Eine Arbeitgeberin darf seinem Arbeitnehmer grundsätzlich nicht vorschreiben, welche Meinungen er äussern darf und welche nicht. Diese Freiheit gilt aber nicht grenzenlos, vielmehr hat sich der Arbeitnehmer an die arbeitsrechtliche Treuepflicht zu halten, die je nach Art des Unternehmens unterschiedlich weit gehen kann. Wer schliesslich ein öffentliches Amt ausübt, hat Anrecht auf freie Tage.

Wer sich politisch engagiert, übt seine verfassungsrechtlich geschützte Meinungsfreiheit aus. Die Arbeitgeberin darf nur dann eingreifen, wenn der Arbeitnehmer mit seinen Äusserungen die arbeitsrechtliche Treuepflicht verletzt. Besteht das politische Engagement in der Ausübung eines öffentlichen Amts und ist der Arbeitnehmer deswegen an seiner Arbeitsleistung verhindert, hat er Anspruch auf freie und bezahlte Tage.

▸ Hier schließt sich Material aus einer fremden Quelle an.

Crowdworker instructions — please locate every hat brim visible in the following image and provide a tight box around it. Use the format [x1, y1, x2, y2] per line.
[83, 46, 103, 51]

Treuepflicht kann politisches Engagement begrenzen

Ein Arbeitnehmer darf seine politische Meinung auch dann äussern, wenn diese nicht jener des Chefs entspricht. Allerdings darf der Arbeitnehmer mit seinen Meinungsäusserungen die arbeitsvertragliche Treuepflicht nicht verletzen. Er muss seine Arbeit gemäss Vertrag erbringen und gewährleisten, dass er mit seinem Engagement die Zusammenarbeit im Betrieb nicht wesentlich stören.

In keinem Fall akzeptieren muss die Arbeitgeberin strafrechtlich relevante Äusserungen. So darf sie etwa verlangen, dass der Arbeitnehmer mit seinen Äusserungen keine Personen wegen deren Rasse, Ethnie, Religion oder sexuellen Orientierung diskriminiert.

Tendenzbetriebe können strengere Vorgaben machen

Eine Arbeitgeberin darf ihre Angestellten grundsätzlich nicht gegen deren Willen verpflichten, eine bestimmte politische Meinung zu äussern. Von diesem Grundsatz gibt es zwei Ausnahmen: Vertritt ein Arbeitnehmer das Unternehmen, etwa als Kadermitglied oder als Mediensprecherin, gegen aussen, kann die Arbeitgeberin den Inhalt der Kommunikation vorgeben. Handelt es sich um einen Betrieb mit einer eindeutigen politischen Ausrichtung, kann die Arbeitgeberin unabhängig von der jeweiligen Funktion verlangen, dass die Arbeitnehmer der Unternehmenspolitik zuwiderlaufende öffentliche Äusserungen unterlassen. (Siehe auch: «Darf mir mein Chef verbieten, Leserbriefe zu schreiben?»)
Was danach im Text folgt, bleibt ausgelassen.